In the previous week, we encountered a diversity of errors while developing our codes for the RLE0 encoder and decoder. One of the most frequent errors we found ourselves struggling with was a mismatch between the bytes contained within the files processed by our programs and the sample files. As a way to debug those issues, some of us resorted to comparing the MD5SUMS hashes or the binaries with a hex editor of both files. In other words, we were dependent on other already existing tools to patch our bugs. However, these tools have one flaw they are not specified RLE debugging tools. If only we could find the perfect tool that meets our needs, or better yet, if only we could develop our own debugging tools for an improved RLE algorithm development experience. (I feel like I managed to channel my inner Matt there :P)

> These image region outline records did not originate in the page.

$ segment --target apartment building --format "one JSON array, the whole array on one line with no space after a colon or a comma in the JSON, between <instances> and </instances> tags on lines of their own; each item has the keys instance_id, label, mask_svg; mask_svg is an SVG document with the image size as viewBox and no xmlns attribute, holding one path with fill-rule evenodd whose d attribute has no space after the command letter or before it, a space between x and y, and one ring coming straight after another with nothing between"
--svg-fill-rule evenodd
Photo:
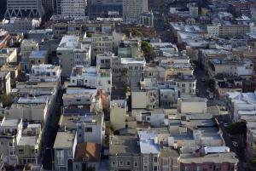
<instances>
[{"instance_id":1,"label":"apartment building","mask_svg":"<svg viewBox=\"0 0 256 171\"><path fill-rule=\"evenodd\" d=\"M39 163L41 133L41 124L23 127L22 135L15 148L20 164Z\"/></svg>"},{"instance_id":2,"label":"apartment building","mask_svg":"<svg viewBox=\"0 0 256 171\"><path fill-rule=\"evenodd\" d=\"M39 27L40 24L40 19L12 17L9 20L3 19L1 26L8 31L28 31Z\"/></svg>"},{"instance_id":3,"label":"apartment building","mask_svg":"<svg viewBox=\"0 0 256 171\"><path fill-rule=\"evenodd\" d=\"M52 107L48 97L20 97L6 110L9 118L22 118L25 121L45 123Z\"/></svg>"},{"instance_id":4,"label":"apartment building","mask_svg":"<svg viewBox=\"0 0 256 171\"><path fill-rule=\"evenodd\" d=\"M96 59L96 54L110 53L114 49L114 36L96 32L91 35L88 41L91 42L92 59Z\"/></svg>"},{"instance_id":5,"label":"apartment building","mask_svg":"<svg viewBox=\"0 0 256 171\"><path fill-rule=\"evenodd\" d=\"M157 134L154 132L139 131L138 136L140 140L142 170L159 170L160 147L156 140Z\"/></svg>"},{"instance_id":6,"label":"apartment building","mask_svg":"<svg viewBox=\"0 0 256 171\"><path fill-rule=\"evenodd\" d=\"M43 18L44 9L40 0L7 0L7 9L5 18L19 17L21 18Z\"/></svg>"},{"instance_id":7,"label":"apartment building","mask_svg":"<svg viewBox=\"0 0 256 171\"><path fill-rule=\"evenodd\" d=\"M9 71L11 82L15 82L18 77L19 72L20 71L20 65L5 63L5 65L2 66L0 71Z\"/></svg>"},{"instance_id":8,"label":"apartment building","mask_svg":"<svg viewBox=\"0 0 256 171\"><path fill-rule=\"evenodd\" d=\"M69 77L74 66L73 49L79 44L79 37L76 36L64 36L57 48L59 65L62 69L61 76Z\"/></svg>"},{"instance_id":9,"label":"apartment building","mask_svg":"<svg viewBox=\"0 0 256 171\"><path fill-rule=\"evenodd\" d=\"M179 96L184 94L195 95L196 79L193 75L179 74L172 79L178 89Z\"/></svg>"},{"instance_id":10,"label":"apartment building","mask_svg":"<svg viewBox=\"0 0 256 171\"><path fill-rule=\"evenodd\" d=\"M73 160L77 145L76 134L58 132L54 144L55 169L73 170Z\"/></svg>"},{"instance_id":11,"label":"apartment building","mask_svg":"<svg viewBox=\"0 0 256 171\"><path fill-rule=\"evenodd\" d=\"M103 104L108 101L104 101L104 96L102 94L100 96L98 92L96 89L68 88L62 97L65 109L68 110L69 106L77 106L88 109L90 112L102 110Z\"/></svg>"},{"instance_id":12,"label":"apartment building","mask_svg":"<svg viewBox=\"0 0 256 171\"><path fill-rule=\"evenodd\" d=\"M0 94L9 94L11 92L10 72L0 71Z\"/></svg>"},{"instance_id":13,"label":"apartment building","mask_svg":"<svg viewBox=\"0 0 256 171\"><path fill-rule=\"evenodd\" d=\"M110 101L110 123L114 130L125 128L127 106L125 100Z\"/></svg>"},{"instance_id":14,"label":"apartment building","mask_svg":"<svg viewBox=\"0 0 256 171\"><path fill-rule=\"evenodd\" d=\"M49 64L39 64L32 66L30 82L57 82L61 83L61 69Z\"/></svg>"},{"instance_id":15,"label":"apartment building","mask_svg":"<svg viewBox=\"0 0 256 171\"><path fill-rule=\"evenodd\" d=\"M20 44L21 68L24 71L30 69L29 56L32 51L39 50L38 42L30 39L24 39Z\"/></svg>"},{"instance_id":16,"label":"apartment building","mask_svg":"<svg viewBox=\"0 0 256 171\"><path fill-rule=\"evenodd\" d=\"M202 154L201 150L195 154L181 155L179 162L181 170L237 170L239 160L236 153L230 152L229 147L205 147Z\"/></svg>"},{"instance_id":17,"label":"apartment building","mask_svg":"<svg viewBox=\"0 0 256 171\"><path fill-rule=\"evenodd\" d=\"M61 76L69 77L73 67L77 65L90 66L90 45L79 42L79 37L74 35L64 36L57 48L59 65L62 70Z\"/></svg>"},{"instance_id":18,"label":"apartment building","mask_svg":"<svg viewBox=\"0 0 256 171\"><path fill-rule=\"evenodd\" d=\"M179 98L177 105L180 113L207 112L207 99L200 97Z\"/></svg>"},{"instance_id":19,"label":"apartment building","mask_svg":"<svg viewBox=\"0 0 256 171\"><path fill-rule=\"evenodd\" d=\"M148 0L124 0L123 20L126 22L137 22L140 14L148 12Z\"/></svg>"},{"instance_id":20,"label":"apartment building","mask_svg":"<svg viewBox=\"0 0 256 171\"><path fill-rule=\"evenodd\" d=\"M2 25L1 25L2 26ZM7 48L10 43L11 37L8 30L0 29L0 48Z\"/></svg>"},{"instance_id":21,"label":"apartment building","mask_svg":"<svg viewBox=\"0 0 256 171\"><path fill-rule=\"evenodd\" d=\"M32 51L29 55L28 63L30 64L29 68L31 68L32 65L47 64L48 63L47 50L33 50L33 51Z\"/></svg>"},{"instance_id":22,"label":"apartment building","mask_svg":"<svg viewBox=\"0 0 256 171\"><path fill-rule=\"evenodd\" d=\"M57 14L63 16L85 16L87 0L57 0Z\"/></svg>"},{"instance_id":23,"label":"apartment building","mask_svg":"<svg viewBox=\"0 0 256 171\"><path fill-rule=\"evenodd\" d=\"M253 117L256 111L255 93L228 92L226 94L226 109L232 122L239 122L242 117Z\"/></svg>"},{"instance_id":24,"label":"apartment building","mask_svg":"<svg viewBox=\"0 0 256 171\"><path fill-rule=\"evenodd\" d=\"M247 25L218 25L207 26L207 33L219 37L235 37L250 32Z\"/></svg>"},{"instance_id":25,"label":"apartment building","mask_svg":"<svg viewBox=\"0 0 256 171\"><path fill-rule=\"evenodd\" d=\"M113 135L109 140L109 170L140 171L141 153L135 136Z\"/></svg>"},{"instance_id":26,"label":"apartment building","mask_svg":"<svg viewBox=\"0 0 256 171\"><path fill-rule=\"evenodd\" d=\"M70 76L70 85L87 87L104 90L110 94L112 88L112 71L108 68L81 66L73 67Z\"/></svg>"},{"instance_id":27,"label":"apartment building","mask_svg":"<svg viewBox=\"0 0 256 171\"><path fill-rule=\"evenodd\" d=\"M0 151L4 162L15 164L18 162L15 147L21 138L22 120L1 118L0 125Z\"/></svg>"},{"instance_id":28,"label":"apartment building","mask_svg":"<svg viewBox=\"0 0 256 171\"><path fill-rule=\"evenodd\" d=\"M140 83L131 83L131 108L146 109L159 107L158 89L141 89Z\"/></svg>"},{"instance_id":29,"label":"apartment building","mask_svg":"<svg viewBox=\"0 0 256 171\"><path fill-rule=\"evenodd\" d=\"M127 77L127 83L131 80L140 80L143 77L146 66L144 59L122 58L121 65L125 71L124 75Z\"/></svg>"},{"instance_id":30,"label":"apartment building","mask_svg":"<svg viewBox=\"0 0 256 171\"><path fill-rule=\"evenodd\" d=\"M78 143L90 142L102 145L105 123L102 113L86 113L77 120Z\"/></svg>"},{"instance_id":31,"label":"apartment building","mask_svg":"<svg viewBox=\"0 0 256 171\"><path fill-rule=\"evenodd\" d=\"M142 54L141 44L137 39L121 41L118 47L118 56L121 58L137 58Z\"/></svg>"},{"instance_id":32,"label":"apartment building","mask_svg":"<svg viewBox=\"0 0 256 171\"><path fill-rule=\"evenodd\" d=\"M247 77L253 75L253 64L249 59L215 58L209 60L207 72L211 77L218 74Z\"/></svg>"},{"instance_id":33,"label":"apartment building","mask_svg":"<svg viewBox=\"0 0 256 171\"><path fill-rule=\"evenodd\" d=\"M42 4L45 13L47 12L53 13L54 10L55 9L55 1L54 0L43 0Z\"/></svg>"},{"instance_id":34,"label":"apartment building","mask_svg":"<svg viewBox=\"0 0 256 171\"><path fill-rule=\"evenodd\" d=\"M123 1L120 0L88 0L88 15L90 19L97 17L123 16Z\"/></svg>"},{"instance_id":35,"label":"apartment building","mask_svg":"<svg viewBox=\"0 0 256 171\"><path fill-rule=\"evenodd\" d=\"M132 110L132 116L136 117L137 122L148 123L154 128L165 126L166 113L163 109Z\"/></svg>"},{"instance_id":36,"label":"apartment building","mask_svg":"<svg viewBox=\"0 0 256 171\"><path fill-rule=\"evenodd\" d=\"M73 159L73 171L99 170L100 162L100 145L96 143L79 143L77 145Z\"/></svg>"},{"instance_id":37,"label":"apartment building","mask_svg":"<svg viewBox=\"0 0 256 171\"><path fill-rule=\"evenodd\" d=\"M17 61L17 49L16 48L2 48L0 50L0 66L5 63Z\"/></svg>"}]
</instances>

Therefore, this week, for bdb0 we are tasked to write a debug tool that will be used in future rleX projects. This debug tool will compare two binary files, one being the output of our encoder/decoder, and the other being some reference file.
BDB0 will take two arguments, two different files that will be compared to each other:
./bdb0 FILE1.txt sample1.txt Argv[0] Arg[1] Arg[2]
These files are not necessarily RLE-specific, you could use bdb0 to compare any files together.
The main focus of this program is to help us compare binaries, displayed in hexadecimal values, similar to a hex editor, only displaying the mismatched data. Hence, the output should be the line byte of discrepancy, along with the previous and following 16 bytes and the address of those bytes
*Our task is to ask questions on Discord or in class and document our findings on this wiki page collaboratively, regarding the functionality of this project.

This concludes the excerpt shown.